In trials in Argentina, pre-emergence applications of trifluralin gave effective control of L. multiflorum, and resulted in increased yield of barley. Clodinafop is recommended for the control of Italian ryegrass up to the three tiller stage and, in trials in Chile, gave good control of a range of annual grass weeds including L. multiflorum only when sprayed at an early growth stage. Oxyfluorfen applied to broccoli crops in autumn gave 69-97% control in the USA. Post-emergence application of metribuzin at the two leaf stage gave good control of L. multiflorum in wheat in Mississippi, USA. In South Africa, 80% control was achieved using triasulfuron in wheat and barley. Propyzamide, fluazifop, chlorsulfuron applied pre-emergence in wheat and haloxyfop-ethoxyethyl have all been used successfully to control L. multiflorum. Mamarot and Rodriguez give recommendations for herbicide use against Lolium spp. in a range of crops, for example, EPTC and atrazine in maize; carbetamide in legumes, rape and sunflower; monolinuron in potato; and a wide range of herbicides related to sethoxydim and fluazifop in broad-leaved crops. In Australia, glyphosate and/or paraquat-based herbicides are used for control of Lolium spp. prior to crop sowing.

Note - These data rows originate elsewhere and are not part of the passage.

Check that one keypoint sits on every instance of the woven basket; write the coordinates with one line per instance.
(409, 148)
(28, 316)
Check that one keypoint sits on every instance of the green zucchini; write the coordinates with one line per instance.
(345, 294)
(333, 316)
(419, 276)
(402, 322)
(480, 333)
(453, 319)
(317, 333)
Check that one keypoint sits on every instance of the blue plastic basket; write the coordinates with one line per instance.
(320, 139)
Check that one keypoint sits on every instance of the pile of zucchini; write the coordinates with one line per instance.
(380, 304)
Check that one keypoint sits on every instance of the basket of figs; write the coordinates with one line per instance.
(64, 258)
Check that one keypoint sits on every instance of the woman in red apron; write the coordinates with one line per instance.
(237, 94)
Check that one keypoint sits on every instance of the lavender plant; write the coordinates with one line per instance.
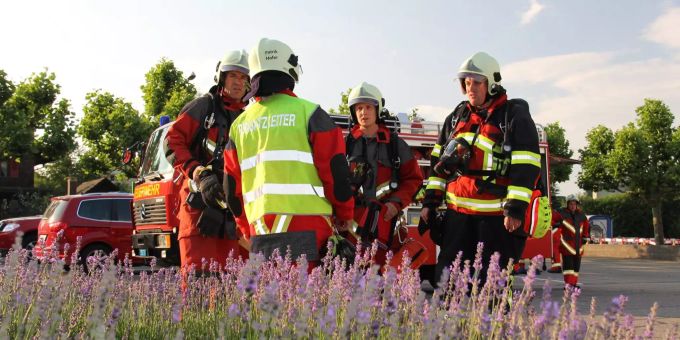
(279, 298)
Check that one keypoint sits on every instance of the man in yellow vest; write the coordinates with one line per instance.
(287, 175)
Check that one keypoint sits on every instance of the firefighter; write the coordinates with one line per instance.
(194, 145)
(575, 229)
(484, 167)
(285, 162)
(556, 266)
(384, 175)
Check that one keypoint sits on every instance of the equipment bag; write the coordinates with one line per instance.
(538, 217)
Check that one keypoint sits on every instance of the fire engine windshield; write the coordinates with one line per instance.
(154, 156)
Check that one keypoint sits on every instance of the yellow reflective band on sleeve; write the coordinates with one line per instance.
(382, 190)
(482, 142)
(260, 227)
(519, 193)
(525, 157)
(281, 223)
(569, 226)
(493, 205)
(436, 183)
(567, 247)
(436, 150)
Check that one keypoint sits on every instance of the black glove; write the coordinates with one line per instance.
(211, 188)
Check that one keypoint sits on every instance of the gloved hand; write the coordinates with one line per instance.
(211, 188)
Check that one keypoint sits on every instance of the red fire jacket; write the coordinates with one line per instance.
(574, 227)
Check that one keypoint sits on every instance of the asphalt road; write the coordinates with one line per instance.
(642, 281)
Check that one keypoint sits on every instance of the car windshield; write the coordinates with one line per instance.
(154, 156)
(55, 210)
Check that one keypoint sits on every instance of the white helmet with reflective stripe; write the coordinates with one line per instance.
(365, 93)
(274, 55)
(481, 66)
(232, 61)
(573, 197)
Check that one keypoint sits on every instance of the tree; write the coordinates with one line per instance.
(414, 116)
(641, 157)
(343, 108)
(109, 125)
(559, 146)
(34, 122)
(166, 91)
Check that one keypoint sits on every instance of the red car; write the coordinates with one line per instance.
(11, 226)
(102, 220)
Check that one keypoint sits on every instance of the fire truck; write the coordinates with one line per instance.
(155, 204)
(156, 194)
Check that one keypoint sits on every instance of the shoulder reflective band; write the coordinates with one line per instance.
(281, 223)
(279, 155)
(525, 157)
(282, 189)
(436, 150)
(382, 190)
(519, 193)
(569, 226)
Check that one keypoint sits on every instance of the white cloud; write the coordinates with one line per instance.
(534, 9)
(664, 29)
(433, 113)
(584, 90)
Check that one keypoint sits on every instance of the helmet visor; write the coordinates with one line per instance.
(358, 100)
(474, 76)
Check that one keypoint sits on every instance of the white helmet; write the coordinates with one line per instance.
(366, 93)
(274, 55)
(481, 65)
(232, 61)
(573, 197)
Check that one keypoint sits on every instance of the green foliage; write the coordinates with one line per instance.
(166, 91)
(559, 146)
(343, 108)
(632, 218)
(33, 121)
(24, 204)
(6, 88)
(641, 157)
(594, 174)
(109, 125)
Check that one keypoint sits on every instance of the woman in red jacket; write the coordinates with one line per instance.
(574, 229)
(194, 141)
(384, 175)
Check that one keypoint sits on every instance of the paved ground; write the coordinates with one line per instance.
(642, 281)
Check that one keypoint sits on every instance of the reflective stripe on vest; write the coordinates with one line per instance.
(525, 157)
(519, 193)
(278, 155)
(282, 189)
(278, 175)
(436, 150)
(491, 205)
(436, 183)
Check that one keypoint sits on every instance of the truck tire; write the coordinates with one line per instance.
(92, 250)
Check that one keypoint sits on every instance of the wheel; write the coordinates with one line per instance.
(92, 250)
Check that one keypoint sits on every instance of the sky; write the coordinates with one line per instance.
(580, 63)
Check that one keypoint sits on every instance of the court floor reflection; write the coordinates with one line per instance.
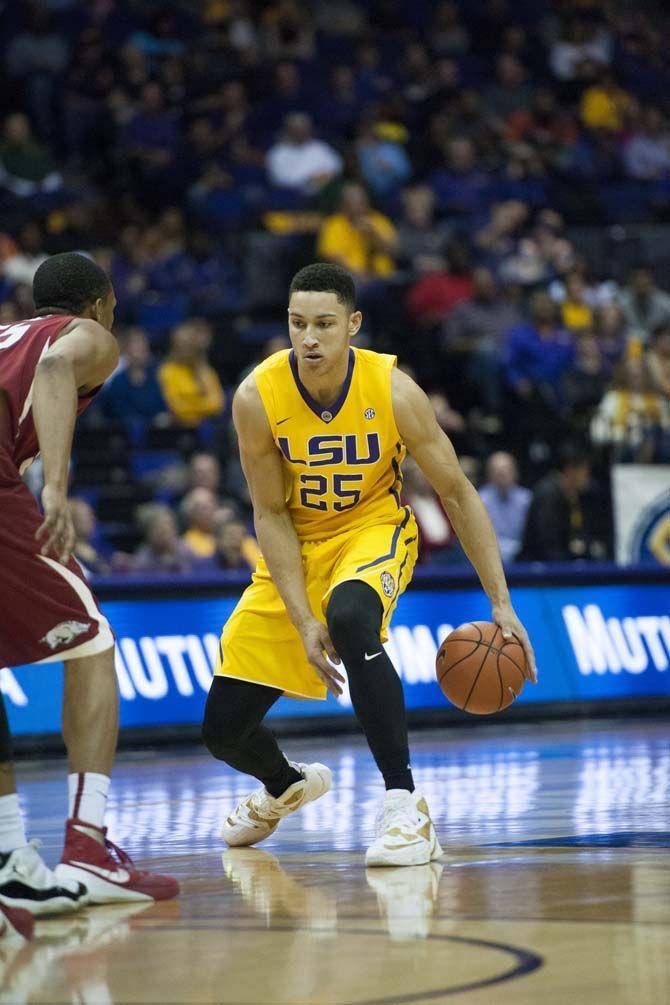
(301, 921)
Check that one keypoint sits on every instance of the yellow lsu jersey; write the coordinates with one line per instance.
(342, 462)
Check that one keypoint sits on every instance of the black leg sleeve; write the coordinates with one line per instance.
(354, 618)
(233, 732)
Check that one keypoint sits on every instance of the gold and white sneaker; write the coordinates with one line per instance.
(405, 834)
(407, 898)
(258, 815)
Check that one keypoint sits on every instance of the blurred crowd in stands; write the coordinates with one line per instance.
(495, 175)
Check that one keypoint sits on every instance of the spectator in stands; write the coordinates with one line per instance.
(37, 56)
(436, 293)
(605, 105)
(383, 160)
(506, 503)
(612, 332)
(633, 419)
(150, 144)
(287, 31)
(86, 538)
(583, 43)
(299, 161)
(461, 187)
(134, 396)
(162, 550)
(422, 238)
(576, 312)
(190, 385)
(205, 472)
(21, 266)
(511, 91)
(436, 537)
(476, 329)
(235, 547)
(554, 527)
(647, 152)
(199, 514)
(538, 353)
(26, 166)
(586, 382)
(645, 307)
(360, 238)
(658, 359)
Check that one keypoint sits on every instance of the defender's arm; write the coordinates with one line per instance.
(77, 362)
(278, 542)
(433, 451)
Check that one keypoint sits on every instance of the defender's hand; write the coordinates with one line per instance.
(56, 531)
(317, 645)
(505, 617)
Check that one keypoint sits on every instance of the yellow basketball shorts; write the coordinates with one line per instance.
(259, 642)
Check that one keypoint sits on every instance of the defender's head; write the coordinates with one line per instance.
(322, 318)
(72, 283)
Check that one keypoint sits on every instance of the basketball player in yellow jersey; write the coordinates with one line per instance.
(322, 430)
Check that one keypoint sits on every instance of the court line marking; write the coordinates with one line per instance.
(526, 961)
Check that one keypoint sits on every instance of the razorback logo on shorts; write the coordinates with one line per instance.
(64, 632)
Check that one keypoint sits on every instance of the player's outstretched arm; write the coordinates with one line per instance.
(435, 455)
(77, 363)
(274, 528)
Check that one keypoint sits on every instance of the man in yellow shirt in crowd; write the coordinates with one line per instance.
(191, 386)
(359, 238)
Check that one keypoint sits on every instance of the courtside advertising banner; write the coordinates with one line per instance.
(641, 494)
(593, 643)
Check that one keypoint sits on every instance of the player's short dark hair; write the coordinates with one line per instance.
(69, 281)
(323, 277)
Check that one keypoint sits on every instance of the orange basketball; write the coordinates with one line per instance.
(479, 670)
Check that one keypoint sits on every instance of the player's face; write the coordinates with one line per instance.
(320, 329)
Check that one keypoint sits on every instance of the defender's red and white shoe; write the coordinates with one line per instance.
(15, 924)
(107, 872)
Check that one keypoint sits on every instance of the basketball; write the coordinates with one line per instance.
(478, 670)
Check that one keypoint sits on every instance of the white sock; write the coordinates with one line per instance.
(87, 797)
(12, 833)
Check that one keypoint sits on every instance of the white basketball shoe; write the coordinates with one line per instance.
(259, 813)
(405, 834)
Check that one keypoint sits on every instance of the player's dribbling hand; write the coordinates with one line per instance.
(317, 645)
(56, 531)
(505, 617)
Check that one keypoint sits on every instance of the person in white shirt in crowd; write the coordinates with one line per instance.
(298, 160)
(506, 503)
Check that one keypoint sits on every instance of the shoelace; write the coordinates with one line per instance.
(123, 856)
(27, 864)
(261, 801)
(398, 814)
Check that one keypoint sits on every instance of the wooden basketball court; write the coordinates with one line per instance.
(554, 888)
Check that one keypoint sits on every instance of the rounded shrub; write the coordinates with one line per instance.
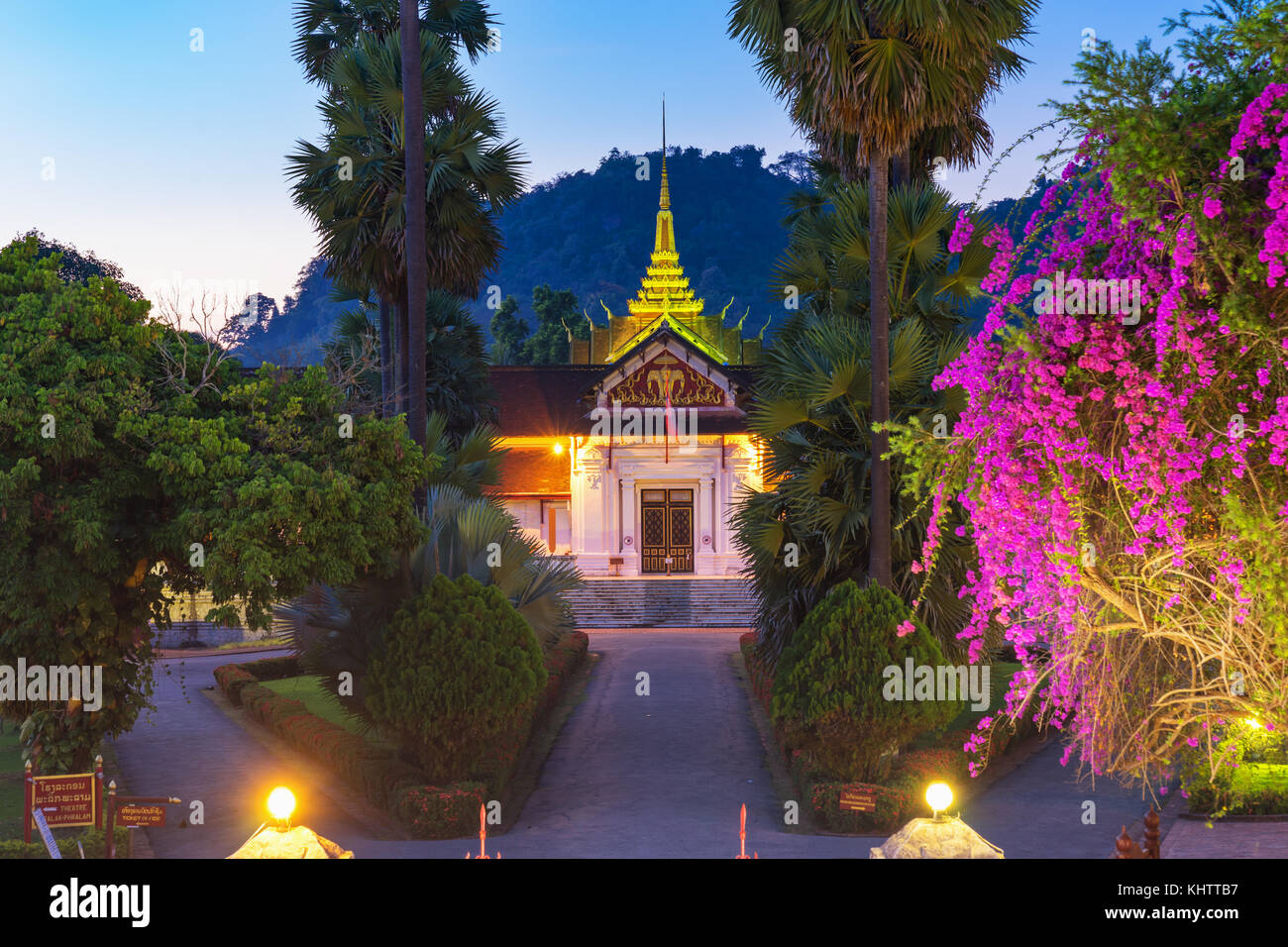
(459, 671)
(832, 694)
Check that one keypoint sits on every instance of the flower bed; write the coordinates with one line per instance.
(429, 812)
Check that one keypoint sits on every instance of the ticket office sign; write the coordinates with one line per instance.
(137, 814)
(65, 800)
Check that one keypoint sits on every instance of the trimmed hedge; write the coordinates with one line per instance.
(232, 680)
(273, 668)
(898, 799)
(451, 812)
(94, 840)
(428, 810)
(892, 804)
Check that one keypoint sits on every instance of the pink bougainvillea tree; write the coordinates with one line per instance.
(1122, 459)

Biotypes of L. multiflorum with evolved resistance to herbicides have been reported in Brazil, Chile, France, Italy, the UK and USA. In the UK, seeds were collected from fields in which diclofop-methyl had failed to control the grass. Glasshouse trials were performed on these accessions to determine their susceptibility to various herbicide treatments. Resistance to diclofop-methyl, fenoxaprop and fluazifop was detected, with some evidence of resistance to traloxydim and partial resistance to isoproturon. Diclofop resistance has also been reported in biotypes from wheat fields in Oregon, USA. These biotypes were susceptible to pre-emergence tri-allate + diuron or post-emergent applications of metribuzin and these have been recommended as alternatives for the control of L. multiflorum. Sulfometuron-resistant biotypes have been reported in Mississippi, USA.
The potential for biological control of L. multiflorum as a weed has not been investigated due to the economic importance of this species as a forage grass.